We've been in the new house three weeks. Still unpacking. Every belonging let out to breathe deepens the reality it's our home now. I loved our last place, a duplex in a walkable neighborhood. Friends in every direction. We lived there a couple months shy of 16 years. Josh and I got married there. And before that, we lived in an identical building next door to it. Somewhere in my bones I hoped I'd grow old there, even though I knew I wouldn't. We had four different landlords over the years. Now, we're our own landlords. Or really, the bank is our landlord. The city, too. Ownership comes in droplets like water from a hamster bottle.
Shawn's sick today, so I keep an ear open for when he might need help. I watch a downy woodpecker try to find bugs in the spaces between bricks on one of our front porch columns. I access fears I've never had before. Are there bugs in those bricks? Is the whole place infested? Did we make a mistake?

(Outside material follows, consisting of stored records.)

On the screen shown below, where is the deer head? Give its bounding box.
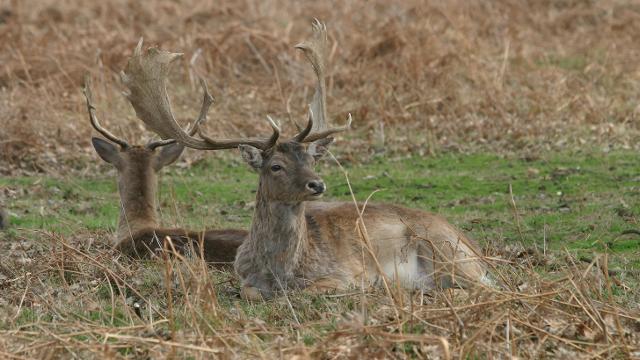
[237,19,350,202]
[84,74,198,188]
[238,113,350,202]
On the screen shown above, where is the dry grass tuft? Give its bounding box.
[2,0,640,172]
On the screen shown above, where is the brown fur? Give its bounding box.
[92,138,246,263]
[118,228,245,264]
[235,141,491,300]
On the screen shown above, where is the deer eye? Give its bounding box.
[270,164,283,172]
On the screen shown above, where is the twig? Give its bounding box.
[508,183,524,242]
[11,272,31,323]
[103,334,223,354]
[244,36,272,75]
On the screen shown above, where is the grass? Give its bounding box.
[1,149,639,358]
[1,0,640,357]
[4,149,639,266]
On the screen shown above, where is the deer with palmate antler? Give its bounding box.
[130,21,493,300]
[0,207,7,230]
[84,49,246,263]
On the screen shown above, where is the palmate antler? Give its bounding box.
[145,77,214,150]
[295,19,329,133]
[83,73,204,150]
[121,38,279,151]
[288,19,351,143]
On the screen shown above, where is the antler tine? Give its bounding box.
[124,39,278,151]
[187,77,214,136]
[299,113,352,144]
[295,18,329,133]
[83,74,130,148]
[146,77,213,149]
[198,116,280,151]
[292,108,314,142]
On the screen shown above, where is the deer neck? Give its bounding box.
[115,170,160,244]
[249,191,309,282]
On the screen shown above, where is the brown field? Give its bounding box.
[2,0,640,172]
[1,0,640,358]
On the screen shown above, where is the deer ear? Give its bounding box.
[307,137,333,160]
[153,143,184,170]
[239,145,263,170]
[92,137,122,166]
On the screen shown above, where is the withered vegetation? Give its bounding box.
[1,0,640,172]
[1,0,639,358]
[0,231,638,358]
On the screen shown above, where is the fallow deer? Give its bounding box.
[84,67,245,263]
[0,207,7,230]
[127,21,493,300]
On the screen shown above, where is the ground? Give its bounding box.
[1,0,640,358]
[1,150,639,358]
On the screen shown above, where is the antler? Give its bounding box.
[197,115,281,150]
[295,18,329,133]
[83,75,130,148]
[290,19,353,144]
[146,77,212,149]
[122,38,278,151]
[293,110,352,143]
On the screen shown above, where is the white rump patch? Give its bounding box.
[381,249,419,288]
[480,273,497,287]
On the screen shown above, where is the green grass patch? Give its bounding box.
[2,149,638,267]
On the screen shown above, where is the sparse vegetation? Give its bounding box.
[1,0,639,358]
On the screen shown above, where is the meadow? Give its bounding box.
[1,0,639,358]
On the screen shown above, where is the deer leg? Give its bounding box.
[305,277,344,294]
[240,286,264,302]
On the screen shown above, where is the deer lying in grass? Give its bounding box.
[0,207,7,230]
[235,116,494,300]
[84,73,245,263]
[129,21,493,300]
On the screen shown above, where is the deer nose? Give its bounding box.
[306,180,326,194]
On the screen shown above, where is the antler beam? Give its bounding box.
[83,75,130,148]
[122,38,278,151]
[146,77,213,149]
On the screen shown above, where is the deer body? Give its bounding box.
[122,21,491,299]
[305,202,481,290]
[237,201,487,296]
[90,138,246,264]
[235,142,489,300]
[100,143,247,262]
[84,58,247,263]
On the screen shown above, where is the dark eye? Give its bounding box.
[271,164,282,172]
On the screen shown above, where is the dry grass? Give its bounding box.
[2,0,640,173]
[0,230,638,358]
[2,1,640,358]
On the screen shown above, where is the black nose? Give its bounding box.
[306,180,325,194]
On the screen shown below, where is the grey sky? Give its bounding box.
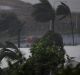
[21,0,80,12]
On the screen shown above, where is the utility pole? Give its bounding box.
[75,14,78,44]
[49,0,55,31]
[76,15,78,29]
[17,21,25,48]
[50,20,52,31]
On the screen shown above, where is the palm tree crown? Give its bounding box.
[0,41,24,67]
[32,0,71,32]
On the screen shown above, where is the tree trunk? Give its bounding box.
[50,20,52,31]
[17,22,25,48]
[51,17,55,32]
[70,14,74,45]
[18,29,21,48]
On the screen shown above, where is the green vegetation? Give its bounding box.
[0,41,26,75]
[30,31,65,75]
[14,31,65,75]
[0,32,80,75]
[0,0,80,75]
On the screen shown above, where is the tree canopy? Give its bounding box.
[0,12,23,36]
[32,0,71,31]
[30,31,65,75]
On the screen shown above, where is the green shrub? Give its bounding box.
[30,31,65,75]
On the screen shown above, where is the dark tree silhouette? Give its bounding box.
[32,0,71,32]
[31,31,65,75]
[56,2,74,45]
[0,12,25,47]
[0,41,23,62]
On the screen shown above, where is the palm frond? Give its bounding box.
[0,42,23,61]
[0,49,16,62]
[56,2,71,20]
[58,15,66,20]
[32,0,54,22]
[5,41,22,57]
[5,41,18,50]
[61,2,71,14]
[40,0,48,3]
[2,48,18,60]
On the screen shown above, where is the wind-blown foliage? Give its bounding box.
[0,12,22,36]
[57,62,80,75]
[0,41,24,64]
[30,31,65,75]
[0,12,25,47]
[32,0,71,31]
[56,2,74,45]
[0,41,26,75]
[56,2,71,20]
[16,31,65,75]
[32,0,55,22]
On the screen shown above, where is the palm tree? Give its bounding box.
[0,41,26,75]
[32,1,73,74]
[0,12,25,48]
[56,2,74,45]
[32,0,71,32]
[0,41,25,66]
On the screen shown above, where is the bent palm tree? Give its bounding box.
[32,0,55,31]
[32,0,71,32]
[0,41,26,75]
[0,41,24,66]
[56,2,71,19]
[57,2,74,45]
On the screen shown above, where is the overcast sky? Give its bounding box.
[21,0,80,12]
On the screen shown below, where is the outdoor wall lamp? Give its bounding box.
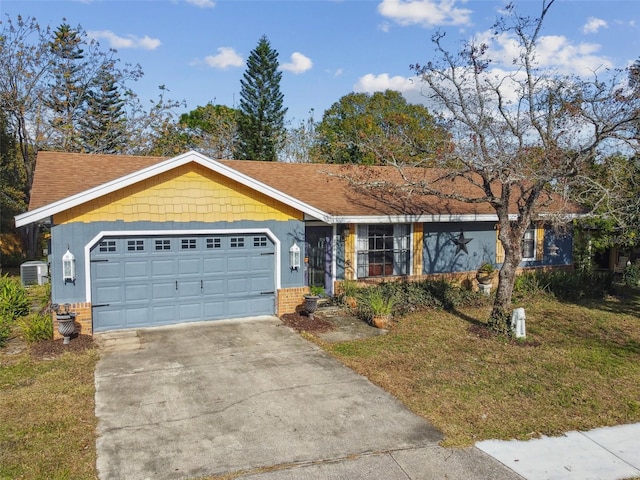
[341,227,350,241]
[548,243,560,257]
[62,248,76,284]
[289,241,301,272]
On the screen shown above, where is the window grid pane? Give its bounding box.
[206,238,221,249]
[357,224,409,278]
[155,239,171,251]
[230,237,245,248]
[127,240,144,251]
[181,238,197,250]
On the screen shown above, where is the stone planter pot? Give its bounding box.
[476,272,494,285]
[56,313,76,345]
[304,295,320,317]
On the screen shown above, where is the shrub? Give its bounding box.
[0,275,30,321]
[0,317,11,346]
[623,263,640,288]
[514,269,613,301]
[357,287,395,321]
[19,312,53,343]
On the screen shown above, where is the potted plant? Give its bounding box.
[339,279,359,309]
[476,263,496,285]
[304,285,325,317]
[361,288,394,329]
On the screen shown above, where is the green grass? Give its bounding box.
[323,291,640,447]
[0,349,99,480]
[2,289,639,479]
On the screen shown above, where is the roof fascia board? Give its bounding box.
[16,151,332,227]
[330,214,506,224]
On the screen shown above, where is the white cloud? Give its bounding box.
[583,17,608,34]
[202,47,244,69]
[88,30,161,50]
[186,0,215,7]
[280,52,313,74]
[474,30,613,76]
[377,0,473,28]
[354,73,429,104]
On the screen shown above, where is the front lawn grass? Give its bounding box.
[0,348,99,480]
[323,292,640,447]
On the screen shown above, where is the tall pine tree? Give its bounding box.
[79,68,127,153]
[236,36,287,161]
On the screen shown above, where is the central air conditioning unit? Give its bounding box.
[20,261,49,286]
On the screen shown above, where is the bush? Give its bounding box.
[623,263,640,288]
[19,312,53,343]
[0,317,11,346]
[0,275,30,322]
[374,278,487,316]
[513,269,612,301]
[357,287,395,321]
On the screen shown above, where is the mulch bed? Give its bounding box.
[29,334,96,360]
[280,311,336,334]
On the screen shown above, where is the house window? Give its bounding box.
[98,240,116,253]
[522,227,536,260]
[155,239,171,251]
[206,238,221,249]
[253,236,268,247]
[127,240,144,251]
[181,238,197,250]
[230,237,245,248]
[356,224,410,278]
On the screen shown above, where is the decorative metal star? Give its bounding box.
[452,231,473,254]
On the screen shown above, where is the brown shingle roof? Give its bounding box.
[28,151,581,219]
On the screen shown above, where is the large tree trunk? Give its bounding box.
[489,255,520,335]
[489,217,526,335]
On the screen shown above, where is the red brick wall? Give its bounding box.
[52,302,92,340]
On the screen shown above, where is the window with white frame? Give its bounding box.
[522,227,536,260]
[356,224,410,278]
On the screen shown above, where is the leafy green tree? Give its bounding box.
[236,35,287,161]
[0,111,26,233]
[179,103,239,159]
[313,90,449,165]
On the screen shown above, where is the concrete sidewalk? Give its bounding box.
[477,423,640,480]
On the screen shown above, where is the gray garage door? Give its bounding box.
[91,233,276,332]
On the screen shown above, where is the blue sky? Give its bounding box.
[1,0,639,125]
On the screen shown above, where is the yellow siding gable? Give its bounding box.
[54,163,303,224]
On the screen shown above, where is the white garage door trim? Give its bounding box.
[84,228,282,303]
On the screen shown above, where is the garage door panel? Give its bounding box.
[151,259,174,277]
[94,285,122,303]
[91,234,276,332]
[202,278,224,295]
[152,281,176,300]
[152,304,178,323]
[227,298,251,316]
[124,260,148,278]
[227,278,251,295]
[93,310,124,330]
[125,284,150,302]
[203,257,224,273]
[178,303,203,321]
[250,275,273,292]
[178,258,200,275]
[178,280,201,298]
[124,306,151,327]
[93,261,121,281]
[227,256,249,272]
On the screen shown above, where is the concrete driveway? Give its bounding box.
[95,316,520,480]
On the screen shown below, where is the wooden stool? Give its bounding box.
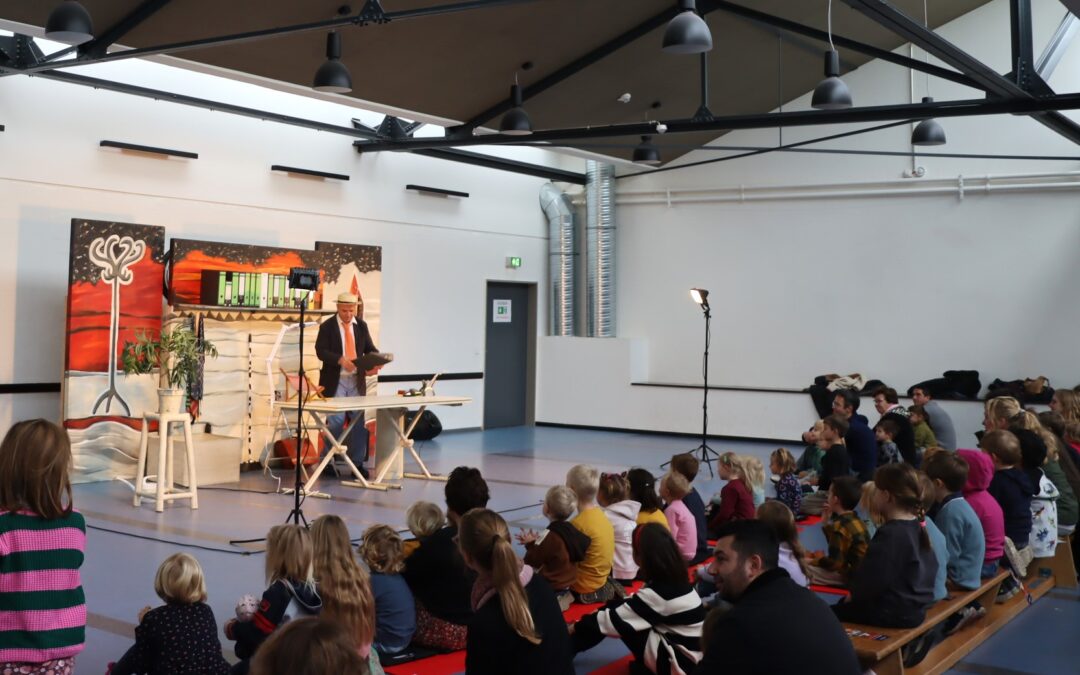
[134,412,199,512]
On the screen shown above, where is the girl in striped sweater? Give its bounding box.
[571,523,706,675]
[0,419,86,674]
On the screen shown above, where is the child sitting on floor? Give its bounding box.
[1011,428,1059,558]
[798,420,826,482]
[756,501,809,587]
[806,476,870,588]
[958,449,1006,579]
[875,417,902,465]
[660,472,698,563]
[566,464,621,603]
[596,473,641,583]
[518,485,592,610]
[801,415,851,515]
[925,452,985,591]
[909,405,939,459]
[403,501,444,559]
[669,453,711,564]
[832,464,938,629]
[359,525,416,663]
[109,553,230,675]
[742,455,767,508]
[982,429,1035,587]
[627,467,669,530]
[916,474,950,602]
[571,523,705,675]
[707,453,755,536]
[770,448,802,516]
[226,524,322,673]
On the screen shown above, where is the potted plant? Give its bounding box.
[121,322,217,414]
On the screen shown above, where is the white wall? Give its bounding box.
[0,53,567,432]
[538,0,1080,443]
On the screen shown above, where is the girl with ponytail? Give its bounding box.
[457,509,573,675]
[832,464,940,629]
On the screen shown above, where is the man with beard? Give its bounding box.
[694,521,861,675]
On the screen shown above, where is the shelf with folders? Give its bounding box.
[198,270,327,311]
[172,303,335,322]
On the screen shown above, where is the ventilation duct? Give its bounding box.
[585,161,616,337]
[539,183,575,336]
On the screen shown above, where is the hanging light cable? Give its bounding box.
[811,0,852,110]
[912,0,947,145]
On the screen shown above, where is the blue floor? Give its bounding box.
[74,426,1079,674]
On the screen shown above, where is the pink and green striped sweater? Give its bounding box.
[0,509,86,663]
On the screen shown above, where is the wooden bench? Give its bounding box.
[843,571,1007,675]
[1032,532,1076,590]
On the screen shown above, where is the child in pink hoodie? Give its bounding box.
[959,449,1005,576]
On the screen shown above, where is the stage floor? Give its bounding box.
[76,426,1079,674]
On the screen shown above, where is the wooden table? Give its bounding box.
[278,394,470,494]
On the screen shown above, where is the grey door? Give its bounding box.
[484,282,531,428]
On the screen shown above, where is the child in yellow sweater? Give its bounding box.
[566,464,622,604]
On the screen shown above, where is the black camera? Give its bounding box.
[288,267,320,291]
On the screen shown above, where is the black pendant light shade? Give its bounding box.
[45,1,94,45]
[632,136,662,166]
[811,50,852,110]
[662,0,713,54]
[912,97,947,146]
[313,32,352,93]
[499,84,533,136]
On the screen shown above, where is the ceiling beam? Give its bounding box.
[703,1,979,91]
[354,92,1080,153]
[2,0,543,77]
[409,148,588,184]
[457,6,679,132]
[83,0,174,58]
[839,0,1080,144]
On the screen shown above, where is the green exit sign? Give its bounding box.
[506,256,522,269]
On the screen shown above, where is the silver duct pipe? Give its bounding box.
[540,183,575,336]
[585,161,616,337]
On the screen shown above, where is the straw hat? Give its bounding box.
[335,292,359,304]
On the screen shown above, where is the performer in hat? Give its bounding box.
[315,292,378,477]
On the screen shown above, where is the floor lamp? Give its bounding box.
[286,266,321,526]
[667,288,721,476]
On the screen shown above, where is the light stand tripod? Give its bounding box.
[663,288,720,476]
[286,267,321,526]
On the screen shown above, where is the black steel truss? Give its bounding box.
[840,0,1080,144]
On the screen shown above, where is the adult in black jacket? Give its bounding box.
[695,521,861,675]
[403,466,490,650]
[834,390,878,481]
[459,509,574,675]
[314,292,378,470]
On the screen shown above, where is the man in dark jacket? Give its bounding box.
[314,291,378,472]
[695,521,861,675]
[834,390,878,481]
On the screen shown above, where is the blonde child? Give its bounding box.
[566,464,620,603]
[770,448,802,515]
[756,501,809,587]
[0,420,85,675]
[742,455,767,507]
[660,472,698,562]
[596,473,641,583]
[226,524,322,666]
[403,501,444,558]
[109,554,230,675]
[626,467,669,530]
[707,453,754,536]
[312,515,382,674]
[517,485,591,609]
[360,525,416,661]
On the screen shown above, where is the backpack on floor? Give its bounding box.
[405,409,443,441]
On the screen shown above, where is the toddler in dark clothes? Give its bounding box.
[109,553,231,675]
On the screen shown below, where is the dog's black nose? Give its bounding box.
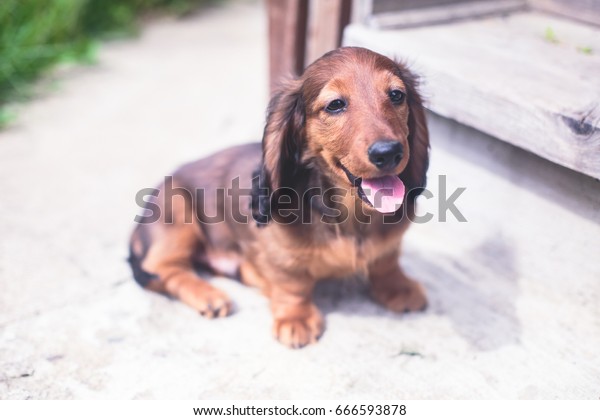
[368,140,403,171]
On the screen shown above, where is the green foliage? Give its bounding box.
[0,107,17,129]
[544,26,559,44]
[1,0,87,104]
[81,0,210,35]
[0,0,214,111]
[577,46,593,55]
[543,26,594,56]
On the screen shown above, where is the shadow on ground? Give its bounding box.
[313,232,521,352]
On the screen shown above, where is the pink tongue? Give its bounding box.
[361,176,405,213]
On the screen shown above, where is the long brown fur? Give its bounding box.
[129,47,430,348]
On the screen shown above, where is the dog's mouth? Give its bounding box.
[338,163,405,214]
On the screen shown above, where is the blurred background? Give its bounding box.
[0,0,599,399]
[0,0,226,127]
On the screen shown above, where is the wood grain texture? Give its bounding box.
[368,0,526,28]
[344,11,600,179]
[306,0,344,64]
[372,0,482,14]
[267,0,309,93]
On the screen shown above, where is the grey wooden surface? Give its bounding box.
[366,0,526,28]
[530,0,600,26]
[344,11,600,180]
[372,0,483,14]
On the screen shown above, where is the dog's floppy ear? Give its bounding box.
[397,64,430,199]
[262,79,305,191]
[252,80,305,225]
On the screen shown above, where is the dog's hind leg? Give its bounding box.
[130,223,233,318]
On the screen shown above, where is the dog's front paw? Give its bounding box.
[372,279,428,313]
[272,305,324,349]
[178,282,233,319]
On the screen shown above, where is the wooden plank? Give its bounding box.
[343,11,600,179]
[529,0,600,27]
[306,0,352,65]
[306,0,344,65]
[338,0,353,46]
[367,0,526,28]
[267,0,309,93]
[372,0,481,14]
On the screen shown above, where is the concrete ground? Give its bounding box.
[1,0,599,399]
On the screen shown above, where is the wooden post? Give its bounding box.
[338,0,353,46]
[306,0,345,65]
[267,0,309,94]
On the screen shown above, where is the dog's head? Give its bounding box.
[254,47,429,224]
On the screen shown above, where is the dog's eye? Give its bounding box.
[389,89,405,105]
[325,99,346,113]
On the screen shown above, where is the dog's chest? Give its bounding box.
[307,235,381,279]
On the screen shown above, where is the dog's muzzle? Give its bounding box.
[339,163,406,214]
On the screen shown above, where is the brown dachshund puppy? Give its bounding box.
[129,47,429,348]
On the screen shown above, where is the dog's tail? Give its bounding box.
[127,225,157,288]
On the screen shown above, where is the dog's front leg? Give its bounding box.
[269,276,324,349]
[369,250,428,313]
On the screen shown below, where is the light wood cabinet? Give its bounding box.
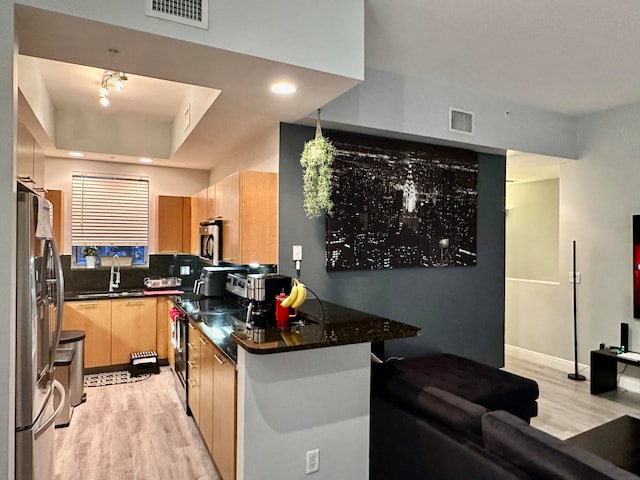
[156,296,170,360]
[216,171,277,264]
[212,344,237,480]
[17,121,45,191]
[200,338,215,453]
[190,187,209,255]
[63,300,112,368]
[45,190,64,249]
[157,196,191,253]
[187,321,201,424]
[111,297,157,364]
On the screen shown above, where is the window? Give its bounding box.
[71,172,149,267]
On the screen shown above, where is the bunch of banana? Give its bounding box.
[280,278,307,309]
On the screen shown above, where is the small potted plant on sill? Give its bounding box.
[82,246,98,269]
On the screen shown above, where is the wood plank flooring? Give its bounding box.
[504,352,640,440]
[54,367,220,480]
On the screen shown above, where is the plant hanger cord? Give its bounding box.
[316,108,322,139]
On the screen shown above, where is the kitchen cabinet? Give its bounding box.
[187,321,201,424]
[111,297,157,365]
[45,189,64,249]
[17,121,45,191]
[157,196,191,253]
[190,187,209,255]
[216,171,277,264]
[156,296,170,360]
[63,300,112,368]
[200,337,215,453]
[212,344,237,480]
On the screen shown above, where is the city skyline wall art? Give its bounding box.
[325,131,478,271]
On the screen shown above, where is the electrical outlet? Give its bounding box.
[293,245,303,261]
[569,272,581,284]
[180,265,190,275]
[306,448,319,474]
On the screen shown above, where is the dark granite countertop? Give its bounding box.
[64,288,188,301]
[231,299,421,355]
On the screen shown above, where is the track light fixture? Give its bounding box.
[98,70,128,107]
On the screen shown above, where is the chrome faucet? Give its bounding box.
[109,254,121,292]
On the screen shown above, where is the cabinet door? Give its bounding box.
[200,338,215,453]
[240,171,277,264]
[111,298,157,365]
[157,196,186,253]
[63,300,112,368]
[219,172,241,263]
[212,346,237,480]
[187,322,201,423]
[207,184,216,219]
[32,139,45,189]
[16,122,34,184]
[156,296,169,360]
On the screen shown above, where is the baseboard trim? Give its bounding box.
[505,344,589,376]
[505,344,640,394]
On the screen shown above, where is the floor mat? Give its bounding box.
[84,370,151,387]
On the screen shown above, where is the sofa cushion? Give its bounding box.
[389,354,539,415]
[482,411,638,480]
[385,374,487,438]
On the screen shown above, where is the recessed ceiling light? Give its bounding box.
[68,151,85,158]
[270,83,297,95]
[138,157,154,164]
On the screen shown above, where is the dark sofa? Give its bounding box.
[370,366,638,479]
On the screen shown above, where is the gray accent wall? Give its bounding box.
[278,123,507,367]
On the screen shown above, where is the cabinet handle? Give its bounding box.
[187,343,195,350]
[199,338,206,346]
[188,323,195,330]
[187,379,198,388]
[187,360,197,368]
[76,303,98,308]
[213,353,225,365]
[125,300,146,305]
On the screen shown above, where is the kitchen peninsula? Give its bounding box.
[181,297,420,480]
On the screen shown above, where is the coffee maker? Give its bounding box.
[245,274,291,340]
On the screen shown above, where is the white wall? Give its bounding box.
[322,68,579,160]
[237,343,371,480]
[0,4,16,478]
[506,179,559,282]
[45,158,210,254]
[19,0,364,80]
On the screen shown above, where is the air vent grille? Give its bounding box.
[145,0,209,29]
[449,107,475,136]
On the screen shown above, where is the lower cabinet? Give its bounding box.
[63,300,112,368]
[188,322,237,480]
[63,297,159,368]
[111,298,157,364]
[187,322,201,424]
[212,345,237,480]
[156,296,170,360]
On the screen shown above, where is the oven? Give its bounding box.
[199,219,222,265]
[168,300,188,412]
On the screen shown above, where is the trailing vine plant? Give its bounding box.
[300,109,336,219]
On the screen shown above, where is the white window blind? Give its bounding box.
[72,173,149,246]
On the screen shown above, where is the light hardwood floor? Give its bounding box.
[54,367,220,480]
[504,352,640,440]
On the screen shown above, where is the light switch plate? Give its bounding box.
[293,245,303,261]
[180,265,190,275]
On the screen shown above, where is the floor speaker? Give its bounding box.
[621,323,629,352]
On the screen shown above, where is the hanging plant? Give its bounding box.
[300,109,336,219]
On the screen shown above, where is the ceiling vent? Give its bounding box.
[449,107,475,136]
[145,0,209,29]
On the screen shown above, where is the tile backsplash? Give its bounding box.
[62,254,204,293]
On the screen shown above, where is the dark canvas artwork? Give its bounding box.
[325,132,478,271]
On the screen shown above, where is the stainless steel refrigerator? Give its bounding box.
[16,183,65,479]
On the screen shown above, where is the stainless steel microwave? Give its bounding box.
[199,219,222,265]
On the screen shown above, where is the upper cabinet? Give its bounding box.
[190,187,210,254]
[216,171,277,265]
[17,121,45,191]
[157,196,191,253]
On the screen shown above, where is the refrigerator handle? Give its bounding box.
[34,380,65,440]
[47,238,65,363]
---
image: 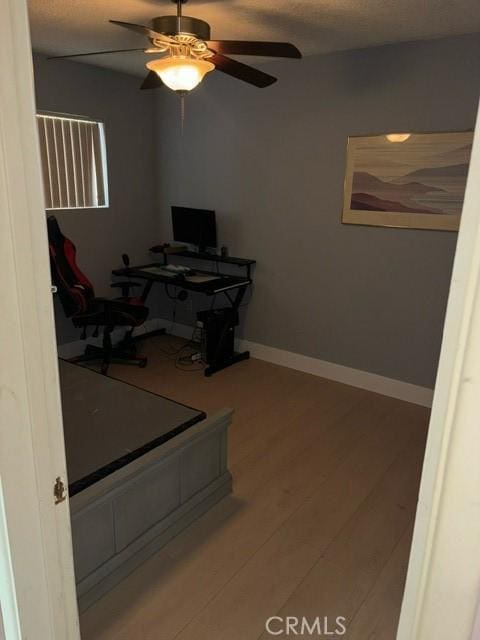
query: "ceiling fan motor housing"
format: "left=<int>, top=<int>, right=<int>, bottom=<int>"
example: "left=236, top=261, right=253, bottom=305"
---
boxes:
left=153, top=15, right=211, bottom=40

Shawn texts a request for ice water. I climb the stairs to his attic room and notice how much more space we have now for the cat to shed hair. I made a critical error last night and said at dinner how lucky Shawn's been. That even though moving had been stressful, he hadn't gotten sick. Well. Don't get cocky, kid.
Josh texts from work to see how Shawn's doing. I tell him it started with stress dreams, and now he can't sleep at all from the nausea. He dreamed of spiders. I had spider dreams last night, too. The difference is my body doesn't care today and Shawn's does. People sometimes confuse us for each other at a distance, but we couldn't be more different.
Friends have asked what we've done to the house so far. A list: curtains, rugs, bar stools, bookshelves, a fridge, a washer and dryer, lamps, cleaning, arranging, and ignoring. We ignore what we can't fix yet, like the chicken coop the seller left in the backyard. He told us he intended to burn it before he left, but he didn't have time. "Hey! You can burn it now!" he said, like it might be something the three of us would enjoy doing together. And maybe we will. It looks like an outhouse with one end higher off the ground than the other, possibly so the eggs would roll downhill into a basket. Who knows.
There are squirrels in the walls. Don't worry, I have a humane plan to get them out and keep them out. I've always been ambivalent about them. No longer. Every squirrel is an enemy. Even the one Travis Kelce fed a piece of bread in college.
I love this house, though. I love the kitchen. I love that one of the spare bedrooms is my art studio now. I love that the cat had to learn to climb stairs for the first time in his life. I love the front porch. I love the walk-in shower. I love that when the Chiefs win a game, the fireworks are louder here because we're closer to the stadium. I love that there's so much work ahead of us. I love that Shawn's been tending the yard little by little. I love that he found a rug rolled up and buried in the back yesterday. I love that he's waiting for me to buy a shovel so he can excavate it fully. I love that we have no idea if something terrible is wrapped up in that rug. I love that soon we will.